On multidimensional Mandelbrot's cascades

TL;DR

This paper extends the theory of Mandelbrot's cascades to multiple dimensions, analyzing fixed points of a transformation on probability measures in convex cones, and characterizing their regular variation properties.

Contribution

It generalizes one-dimensional results to higher dimensions, providing conditions for fixed points with finite expectation and their regular variation characteristics.

Findings

Fixed points exist under certain eigenvalue conditions.

Fixed points exhibit multidimensional regular variation.

The index of regular variation is explicitly determined.

Abstract

Let $Z$ be a random variable with values in a proper closed convex cone $C\subset \mathbb{R}^d$, $A$ a random endomorphism of $C$ and $N$ a random integer.
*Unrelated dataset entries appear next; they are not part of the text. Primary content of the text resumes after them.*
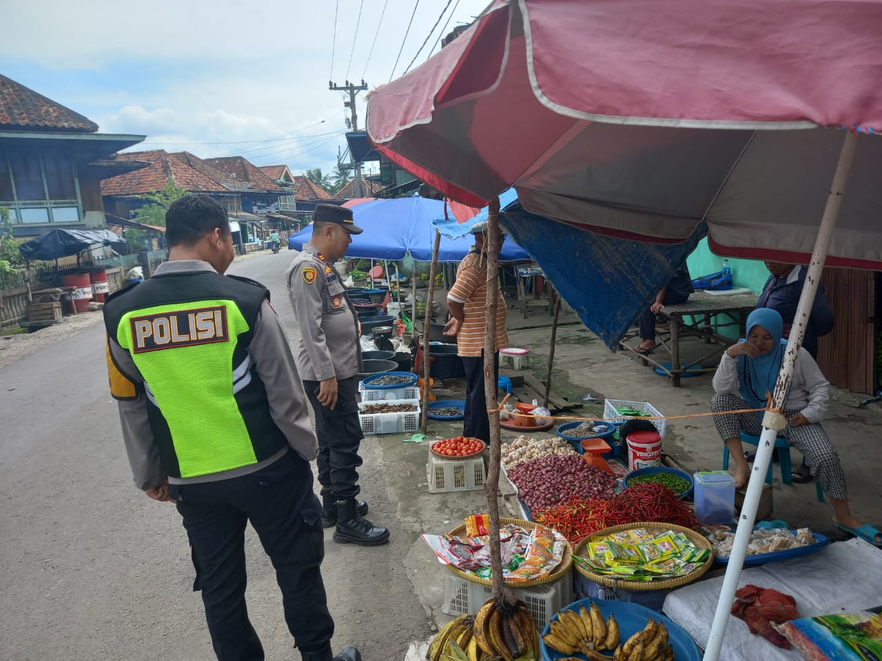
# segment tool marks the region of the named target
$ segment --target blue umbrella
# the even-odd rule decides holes
[[[353,234],[347,256],[399,261],[409,251],[417,261],[431,261],[435,243],[432,221],[444,218],[444,207],[445,203],[440,200],[416,197],[370,200],[354,205],[353,219],[364,231]],[[288,246],[299,250],[311,236],[310,224],[291,236]],[[475,237],[471,234],[458,239],[442,235],[438,261],[459,262],[474,245]],[[525,250],[506,238],[499,255],[501,261],[529,258]]]

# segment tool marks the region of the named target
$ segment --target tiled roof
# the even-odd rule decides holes
[[[215,167],[207,160],[200,159],[198,156],[195,156],[190,152],[175,152],[174,153],[169,154],[169,156],[174,156],[178,160],[183,161],[194,170],[205,175],[209,179],[214,180],[218,183],[223,184],[225,188],[229,189],[230,190],[236,188],[235,179],[223,170]]]
[[[94,133],[98,124],[69,108],[0,74],[0,128]]]
[[[352,200],[355,197],[370,197],[375,193],[382,190],[385,187],[382,183],[378,182],[371,182],[367,179],[362,180],[362,191],[363,195],[355,195],[355,180],[350,179],[346,182],[340,190],[337,191],[337,195],[334,196],[338,199],[342,200]]]
[[[285,174],[285,168],[288,166],[258,166],[258,167],[274,182],[277,179],[281,179],[281,175]]]
[[[188,165],[174,154],[161,149],[152,152],[129,152],[117,154],[123,160],[142,160],[150,163],[135,172],[118,175],[101,182],[101,195],[143,195],[166,187],[168,177],[176,186],[188,192],[226,193],[228,189],[221,183]]]
[[[235,175],[235,181],[248,182],[252,190],[281,192],[281,186],[273,182],[259,167],[242,156],[228,156],[222,159],[206,159],[209,164],[223,170],[228,175]]]
[[[318,183],[300,175],[294,177],[294,195],[302,200],[333,200],[336,199],[331,193]]]

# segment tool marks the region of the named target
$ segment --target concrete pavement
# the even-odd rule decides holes
[[[266,253],[236,262],[231,272],[269,286],[293,341],[284,285],[291,256]],[[509,310],[510,326],[523,325],[518,315]],[[528,321],[544,320],[534,315]],[[100,324],[88,327],[0,368],[3,656],[207,661],[214,657],[201,600],[191,591],[193,570],[180,517],[131,482],[107,390],[102,333]],[[531,369],[542,376],[548,342],[547,327],[512,331],[512,343],[531,350]],[[609,352],[580,325],[558,330],[552,379],[554,390],[573,400],[590,390],[601,397],[650,401],[669,415],[710,408],[709,375],[674,389],[624,353]],[[841,401],[832,403],[825,426],[842,458],[856,514],[878,527],[882,406],[855,409]],[[602,399],[581,411],[599,416],[602,408]],[[441,437],[456,429],[430,421],[429,431]],[[508,434],[504,430],[504,438]],[[440,612],[446,570],[420,535],[449,531],[485,509],[482,491],[429,494],[428,444],[404,443],[406,435],[369,436],[363,444],[369,517],[390,527],[391,544],[357,548],[334,544],[330,530],[325,535],[323,573],[337,622],[335,647],[358,644],[365,661],[402,658],[411,642],[426,639],[435,622],[447,619]],[[721,466],[708,418],[669,420],[664,451],[692,469]],[[835,536],[829,505],[815,500],[813,485],[781,486],[777,468],[775,477],[776,517]],[[250,529],[246,537],[249,608],[266,657],[296,658],[272,567]]]

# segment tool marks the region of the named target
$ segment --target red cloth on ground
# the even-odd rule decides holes
[[[774,645],[790,649],[787,638],[775,631],[771,622],[783,624],[798,618],[796,599],[777,590],[750,584],[736,592],[735,596],[737,599],[732,605],[732,614],[747,622],[751,634],[759,634]]]

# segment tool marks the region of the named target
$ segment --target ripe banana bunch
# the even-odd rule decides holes
[[[533,615],[522,601],[513,605],[488,599],[475,616],[468,661],[500,658],[528,661],[539,656],[539,634]]]
[[[613,661],[674,661],[674,648],[668,642],[668,629],[652,618],[624,644],[616,649]]]
[[[471,615],[460,615],[445,624],[429,645],[426,658],[429,661],[467,661],[465,650],[472,639]],[[458,654],[459,652],[459,654]],[[461,655],[461,656],[460,656]]]
[[[609,661],[602,650],[618,646],[618,622],[616,616],[604,620],[601,609],[592,604],[590,610],[579,605],[579,612],[563,609],[557,620],[549,623],[549,631],[542,636],[545,644],[562,654],[582,654],[588,661]],[[630,661],[625,657],[625,661]]]

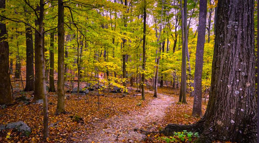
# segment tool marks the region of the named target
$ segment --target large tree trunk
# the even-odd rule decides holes
[[[40,99],[43,99],[43,140],[45,141],[47,137],[49,136],[49,131],[48,127],[47,96],[46,92],[44,57],[43,50],[44,44],[43,39],[44,34],[43,27],[44,5],[44,1],[40,0],[39,3],[40,6],[37,6],[37,9],[39,10],[39,18],[36,20],[38,24],[39,31],[35,32],[35,82],[34,86],[35,89],[33,100],[35,101]]]
[[[34,70],[33,67],[33,42],[31,28],[25,28],[26,38],[26,83],[24,91],[34,90]]]
[[[196,58],[194,73],[194,99],[193,116],[201,117],[201,75],[203,65],[203,54],[206,31],[207,0],[200,0],[198,39],[196,49]]]
[[[254,2],[218,1],[209,102],[203,118],[192,125],[201,129],[196,142],[257,142]]]
[[[19,79],[20,78],[20,74],[21,71],[21,63],[19,60],[19,57],[18,55],[16,55],[16,62],[15,63],[15,73],[14,74],[14,78]]]
[[[186,103],[186,49],[188,46],[188,31],[187,29],[187,0],[184,0],[184,10],[182,9],[182,0],[181,0],[182,13],[182,74],[179,102]]]
[[[58,0],[58,104],[56,114],[65,113],[65,92],[64,91],[64,3],[63,0]],[[78,77],[79,78],[79,77]]]
[[[146,0],[144,0],[144,13],[143,20],[143,64],[142,64],[142,70],[144,71],[146,70]],[[145,88],[144,88],[144,84],[145,83],[145,74],[144,73],[142,73],[142,76],[141,83],[141,95],[142,99],[145,100]]]
[[[50,33],[50,48],[49,49],[49,92],[55,92],[54,79],[54,33]]]
[[[0,0],[0,8],[5,8],[5,0]],[[5,23],[0,21],[0,105],[12,102],[9,73],[9,45]]]

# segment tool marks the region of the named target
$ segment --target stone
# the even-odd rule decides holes
[[[81,87],[79,87],[79,92],[80,91],[82,91],[82,88]],[[77,92],[77,87],[76,87],[75,88],[74,88],[73,89],[73,90],[71,91],[71,93],[74,93],[75,92]]]
[[[29,101],[30,100],[30,99],[29,99],[29,98],[28,98],[26,96],[24,95],[22,95],[19,97],[16,97],[14,99],[14,100],[17,102],[20,102],[20,101]]]
[[[26,94],[26,93],[27,93],[27,92],[25,92],[23,91],[22,91],[20,92],[20,94],[22,94],[22,95],[23,94]]]
[[[113,90],[110,91],[110,92],[112,93],[121,93],[121,88],[117,86],[115,86],[113,87]]]
[[[29,137],[31,133],[31,128],[23,122],[20,121],[0,125],[0,130],[14,129],[22,133],[22,136]]]
[[[43,104],[43,100],[41,99],[37,100],[34,102],[33,104]]]
[[[3,109],[5,109],[7,108],[7,106],[6,105],[6,104],[4,104],[1,106],[1,108]]]

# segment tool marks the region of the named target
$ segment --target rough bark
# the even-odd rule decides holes
[[[49,49],[49,92],[55,92],[54,85],[54,33],[50,33],[50,47]]]
[[[26,82],[24,91],[34,90],[34,70],[33,56],[33,42],[32,30],[30,27],[25,27],[26,38]]]
[[[5,7],[5,0],[0,0],[0,8]],[[0,105],[11,103],[12,97],[9,73],[9,45],[5,23],[0,21]]]
[[[19,57],[17,55],[16,55],[16,62],[15,63],[15,73],[14,74],[14,78],[19,79],[20,78],[20,74],[21,71],[21,63],[19,60]]]
[[[254,2],[218,1],[211,88],[196,142],[257,142]]]
[[[144,13],[143,25],[143,64],[142,65],[142,70],[144,71],[146,70],[146,0],[144,0]],[[142,99],[145,100],[145,88],[144,84],[145,83],[145,74],[142,73],[142,83],[141,83],[141,90],[142,91]]]
[[[200,0],[199,24],[198,28],[198,39],[196,49],[196,58],[194,73],[194,99],[192,115],[201,117],[201,76],[203,65],[203,54],[205,41],[207,0]]]
[[[65,31],[64,30],[64,3],[63,0],[58,0],[58,104],[56,114],[64,113],[65,91],[64,55],[64,43]],[[77,61],[78,62],[78,61]],[[79,77],[78,78],[79,78]]]

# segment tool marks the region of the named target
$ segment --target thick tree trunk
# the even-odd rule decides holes
[[[50,47],[49,49],[49,92],[55,92],[54,85],[54,33],[50,33]]]
[[[142,70],[145,71],[146,70],[146,0],[144,0],[144,13],[143,25],[143,64],[142,64]],[[145,74],[142,73],[142,76],[141,83],[141,95],[142,99],[145,100],[145,88],[144,88],[144,84],[145,83]]]
[[[21,71],[21,63],[19,60],[19,57],[18,55],[16,56],[16,62],[15,63],[15,73],[14,74],[14,78],[16,79],[20,78],[20,74]]]
[[[0,0],[0,8],[5,8],[5,0]],[[0,21],[0,105],[12,102],[9,73],[9,45],[5,23]]]
[[[187,29],[187,0],[184,0],[184,9],[183,9],[182,1],[181,0],[182,13],[182,74],[179,102],[186,103],[186,58],[187,48],[188,46],[188,29]]]
[[[58,0],[58,104],[56,114],[64,113],[65,91],[64,91],[64,3],[63,0]],[[79,78],[79,77],[78,77]]]
[[[205,114],[194,124],[202,124],[196,142],[257,142],[254,2],[218,1],[211,88]]]
[[[33,42],[31,28],[26,27],[26,83],[24,91],[34,90],[34,70],[33,67]]]
[[[194,99],[192,115],[201,117],[201,75],[203,65],[203,54],[206,31],[207,0],[200,0],[198,39],[196,49],[196,59],[194,73]]]

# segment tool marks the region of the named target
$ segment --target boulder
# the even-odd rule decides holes
[[[22,101],[28,101],[30,100],[30,99],[26,96],[22,95],[19,97],[16,97],[14,99],[14,100],[17,102],[20,102]]]
[[[113,90],[110,91],[112,93],[119,93],[121,92],[121,88],[115,86],[113,87]]]
[[[22,133],[22,136],[29,137],[31,133],[31,128],[22,121],[0,125],[0,130],[14,129]]]
[[[1,108],[3,109],[5,109],[7,108],[7,106],[6,105],[6,104],[4,104],[3,105],[1,105]]]
[[[36,100],[33,103],[33,104],[43,104],[43,100],[39,99]]]
[[[82,88],[81,87],[79,87],[79,92],[80,91],[82,91]],[[74,93],[75,92],[77,92],[77,87],[74,88],[73,89],[73,90],[71,91],[71,93]]]

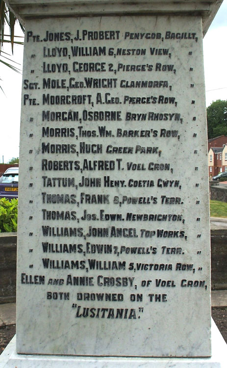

We assume that $Z$, $A$, $N$ are independent. Given $N$ independent copies $(A_i,Z_i)$ of $(A,Z)$ we define a new random variable $\hat Z = \sum_{i=1}^N A_i Z_i$. Let $T$ be the corresponding transformation on the set of probability measures on $C$ i.e. $T$ maps the law of $Z$ to the law of $\hat Z$. If the matrix $\mathbb{E}[N] \mathbb{E} [A]$ has dominant eigenvalue 1, we study existence and properties of fixed points of $T$ having finite nonzero expectation. Existing one dimensional results concerning $T$ are extended to higher dimensions. In particular we give conditions under which such fixed points of $T$ have multidimensional regular variation in the sense of extreme value theory and we determine the index of regular variation.